Sustainable Finance Taxonomies are supporting the transition of financial services to a more sustainable future. Taxonomies provide the basis for evaluation of a financial asset and if, or how, it will support sustainability goals and define the rules by which the future financial system is designed, built and managed. Access to comprehensive taxonomy models is important for the success of the financial system and sustainable investment.
In recognition of the expanding range of sustainable finance frameworks, standards and regulations and laws, the first global Open-Source Sustainability Financial Taxonomy (OS-SFT) project launched in October 2022, aimed at helping to accelerate the transition of financial services. The OS-SFT project is the first of its kind to focus on the benefits of delivering a global resource of free, peer-developed and peer-reviewed taxonomy models for new datasets that banks will need to use across their existing infrastructure.
Airbus already provides environmental hazard insights and climate change analytics, at property level, through its SpatiaCore, for lenders and insurers to assess the potential risk to their portfolios. With the launch of OS-SFT, Airbus has identified this as an additional important route to support finance organisations in their fight against the effects of climate change and answer key Environmental, Social, Governance (ESG) criteria in a practical way.

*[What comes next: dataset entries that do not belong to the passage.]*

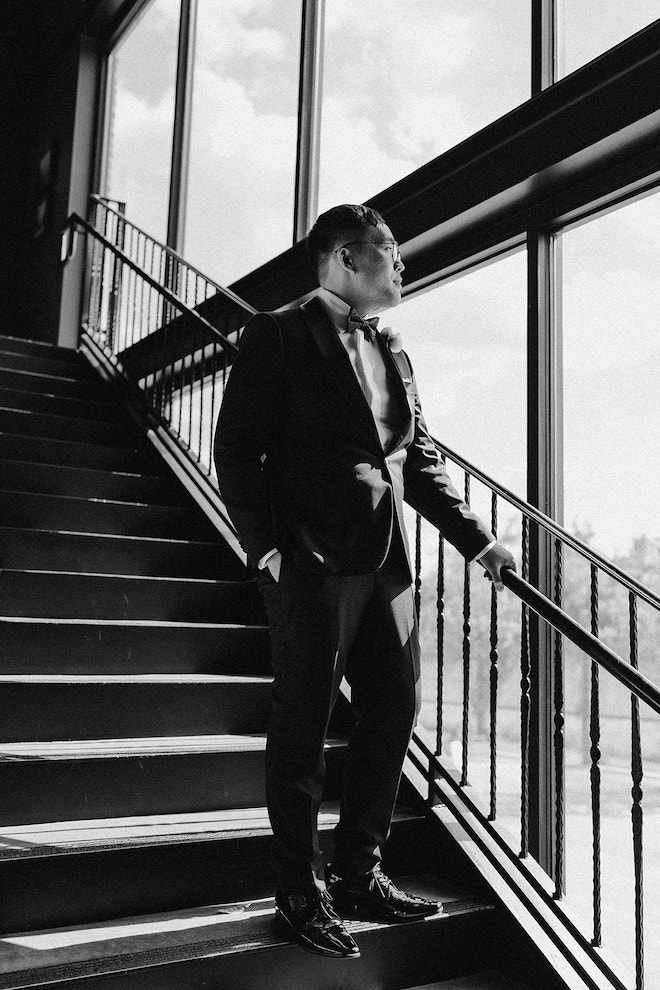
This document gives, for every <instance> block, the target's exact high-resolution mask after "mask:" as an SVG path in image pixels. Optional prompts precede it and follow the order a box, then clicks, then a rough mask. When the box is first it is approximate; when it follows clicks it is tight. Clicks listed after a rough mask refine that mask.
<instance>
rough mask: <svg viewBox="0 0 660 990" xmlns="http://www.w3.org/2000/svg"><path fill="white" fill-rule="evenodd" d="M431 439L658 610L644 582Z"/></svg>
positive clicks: (658, 604) (455, 457)
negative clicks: (641, 580)
mask: <svg viewBox="0 0 660 990" xmlns="http://www.w3.org/2000/svg"><path fill="white" fill-rule="evenodd" d="M431 439H432V440H433V443H434V444H435V445H436V447H437V448H438V449H439V450H440V451H441V453H443V454H445V455H446V456H447V457H448V458H449V459H450V460H451V461H453V462H454V464H456V465H457V467H459V468H461V469H462V470H463V471H467V472H468V474H471V475H472V476H473V477H474V478H476V479H477V481H480V482H482V484H484V485H486V487H487V488H490V489H492V491H494V492H495V493H496V494H497V495H500V496H501V497H502V498H504V499H505V500H506V501H507V502H509V503H510V504H511V505H513V506H514V507H515V508H516V509H518V510H519V511H520V512H522V513H523V514H524V515H526V516H528V517H529V518H530V519H532V520H533V521H534V522H537V523H539V524H540V525H541V526H543V527H544V528H545V529H547V530H548V531H549V532H551V533H552V534H553V535H554V536H557V537H559V538H560V539H561V540H562V541H563V542H564V543H566V544H567V546H569V547H571V549H572V550H575V551H576V552H577V553H579V554H581V556H583V557H586V558H587V560H589V562H590V563H592V564H595V565H596V566H597V567H599V568H600V569H601V570H602V571H605V573H606V574H609V576H610V577H612V578H614V579H615V580H616V581H619V582H620V583H621V584H623V585H624V586H625V587H626V588H627V589H628V591H632V592H634V594H636V595H638V596H639V598H642V599H643V600H644V601H645V602H646V603H647V604H648V605H651V606H652V607H653V608H655V609H657V610H658V611H660V596H658V595H656V594H655V592H654V591H651V589H650V588H647V587H646V585H644V584H642V583H641V581H638V580H637V579H636V578H633V577H631V576H630V575H629V574H626V572H625V571H622V570H621V568H620V567H617V565H616V564H613V563H612V561H610V560H608V559H607V557H603V556H601V554H599V553H598V552H597V551H596V550H592V549H591V547H589V546H587V544H586V543H583V542H582V540H580V539H578V537H577V536H572V535H571V534H570V533H569V532H568V530H566V529H564V528H563V526H560V525H559V523H557V522H555V520H554V519H551V518H550V516H546V515H545V513H544V512H541V510H540V509H537V508H535V506H533V505H530V504H529V503H528V502H525V500H524V499H522V498H519V497H518V496H517V495H514V494H513V492H510V491H509V490H508V489H507V488H505V487H504V486H503V485H500V484H499V483H498V482H497V481H493V479H492V478H490V477H489V476H488V475H487V474H485V473H484V472H483V471H480V470H479V468H476V467H474V465H473V464H470V462H469V461H466V460H465V458H464V457H461V456H460V454H456V453H455V452H454V451H453V450H451V449H450V448H449V447H447V446H446V444H444V443H441V442H440V441H439V440H436V439H435V437H432V438H431Z"/></svg>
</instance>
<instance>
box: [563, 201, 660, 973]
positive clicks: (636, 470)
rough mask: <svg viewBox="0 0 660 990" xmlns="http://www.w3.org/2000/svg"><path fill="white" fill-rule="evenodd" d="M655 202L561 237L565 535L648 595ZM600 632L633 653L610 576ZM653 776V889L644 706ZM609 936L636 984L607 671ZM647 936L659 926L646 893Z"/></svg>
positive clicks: (586, 865)
mask: <svg viewBox="0 0 660 990" xmlns="http://www.w3.org/2000/svg"><path fill="white" fill-rule="evenodd" d="M658 230H660V195H659V194H657V193H656V194H654V195H653V196H649V197H646V198H644V199H641V200H638V201H637V202H633V203H629V204H628V205H626V206H624V207H623V208H621V209H618V210H616V211H615V212H612V213H609V214H607V215H605V216H601V217H599V218H598V219H596V220H593V221H591V222H589V223H587V224H585V225H583V226H581V227H578V228H576V229H574V230H570V231H569V232H567V233H564V234H563V235H562V238H561V240H562V253H563V314H564V315H563V324H564V432H565V440H564V448H565V492H566V494H565V505H566V509H565V515H566V525H567V528H568V529H569V530H570V531H572V532H575V533H577V534H578V535H581V536H582V538H583V539H585V540H586V541H587V542H589V543H591V544H592V545H594V546H595V547H596V548H598V549H600V550H601V551H603V552H605V554H606V555H607V556H608V557H610V559H612V560H613V561H614V563H615V564H618V565H619V567H621V569H622V570H623V571H625V572H627V573H628V574H631V575H632V576H633V577H636V578H638V579H639V580H640V581H641V582H642V583H643V584H646V585H648V586H650V587H651V588H652V589H654V590H656V591H657V590H658V565H659V563H660V507H659V505H658V497H657V491H658V486H659V484H660V466H659V461H658V456H657V452H658V434H659V433H660V403H659V402H658V386H657V368H658V362H659V360H660V342H659V340H658V331H657V320H658V311H659V309H660V274H659V272H660V267H659V264H658V262H659V261H660V238H659V237H658ZM570 556H571V559H570V561H569V560H567V562H566V567H565V573H566V575H567V578H568V577H569V576H571V577H570V580H569V581H568V583H567V585H566V588H565V601H566V607H567V609H568V610H569V611H572V612H573V614H576V615H577V616H578V617H579V618H580V620H581V621H582V624H583V625H587V626H588V624H589V596H588V587H589V584H588V582H589V574H588V567H587V566H585V565H584V564H582V565H580V564H579V563H577V562H576V561H575V559H574V555H570ZM599 590H600V605H599V623H600V629H601V630H602V633H603V636H604V638H605V639H606V641H607V642H608V643H609V645H610V646H611V647H612V648H613V649H615V650H616V652H617V653H618V654H619V655H620V656H621V657H623V658H624V659H629V655H630V642H629V638H630V634H629V627H628V596H627V594H626V592H625V589H619V588H616V586H615V585H614V583H613V582H611V581H609V580H608V579H606V578H603V579H602V581H601V586H600V589H599ZM658 619H659V617H658V614H657V613H656V612H655V611H654V610H653V609H651V608H650V607H649V606H647V605H645V604H644V603H643V602H640V603H639V606H638V637H639V646H638V649H639V665H640V669H641V671H642V673H644V674H645V675H646V676H647V677H649V678H651V680H652V681H653V682H655V683H658V680H659V679H660V667H659V664H658V657H657V642H658V634H659V632H660V627H659V622H658ZM565 671H566V699H567V705H566V780H567V793H566V843H567V845H566V856H567V860H566V861H567V875H568V877H569V881H570V883H569V888H568V891H567V894H568V900H567V907H568V908H569V910H570V911H571V912H572V913H573V914H574V915H575V917H576V918H578V919H588V918H589V916H590V911H591V903H590V897H589V884H588V883H585V884H582V883H581V878H582V876H583V874H584V873H585V871H587V875H588V870H589V864H590V862H591V839H590V834H591V821H590V811H589V807H588V803H587V802H586V801H585V794H588V793H589V769H590V760H589V755H590V740H589V697H590V684H589V681H590V664H589V663H588V661H587V659H586V657H584V655H580V654H579V652H578V651H577V650H574V649H573V648H571V647H567V649H566V663H565ZM641 714H642V739H643V755H644V771H645V777H644V781H645V787H644V792H645V793H644V798H645V802H644V823H645V829H644V843H645V846H644V859H645V867H646V883H647V888H646V889H647V891H650V892H652V891H653V889H654V883H655V880H654V870H655V866H656V864H657V862H658V856H659V855H660V843H659V842H658V836H659V835H660V832H659V830H658V815H657V794H655V792H654V788H653V777H654V775H655V773H656V767H657V760H658V754H659V753H660V733H659V729H658V724H657V722H658V719H657V716H654V715H653V713H652V712H651V711H650V710H649V709H647V708H646V706H645V705H644V704H642V705H641ZM600 731H601V739H600V742H599V748H600V751H601V754H602V756H601V759H600V770H601V776H602V798H601V802H602V810H603V823H602V856H603V861H602V862H603V937H604V944H607V945H609V946H610V948H612V949H613V950H614V951H615V953H616V956H617V957H618V961H617V967H623V969H622V970H621V972H620V975H621V976H622V978H623V979H625V980H630V981H631V982H632V981H633V980H634V975H633V974H634V938H633V933H634V897H633V876H634V872H633V847H632V837H631V826H630V808H631V792H630V787H631V784H630V762H631V748H630V747H631V743H630V695H629V693H628V692H626V691H625V690H624V689H623V688H622V687H621V686H619V685H617V684H615V683H612V679H611V678H608V677H606V676H603V675H602V674H601V690H600ZM645 916H646V925H647V929H646V930H647V932H648V931H653V930H654V928H655V927H656V926H657V924H658V921H659V920H660V902H659V901H658V899H657V898H656V897H654V896H648V897H647V899H646V903H645ZM647 946H648V952H647V955H646V962H645V968H646V975H647V979H648V980H649V981H650V983H651V984H654V983H657V981H658V978H659V975H660V953H658V952H657V951H656V946H655V945H654V942H653V940H652V939H651V940H647Z"/></svg>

Airbus will support a cohort of other members including First Derivative on the OS-SFT, by attending group discussions and providing insight from its industry experience, not only from its SpatiaCore, but from leaning on its expertise in Earth Observation data, geospatial capabilities and analytics. Airbus aim to support First Derivative on services across sustainable finance, ESG and climate related business needs, including; securities markets, commercial lending, retail mortgages and other specialist financing.
The OS-SFT will support the financial markets openly as data requirements expand beyond carbon across all sorts of new data requirements: greenhouse gas, environmental, societal, governance, climate, offsets, financial instruments and more.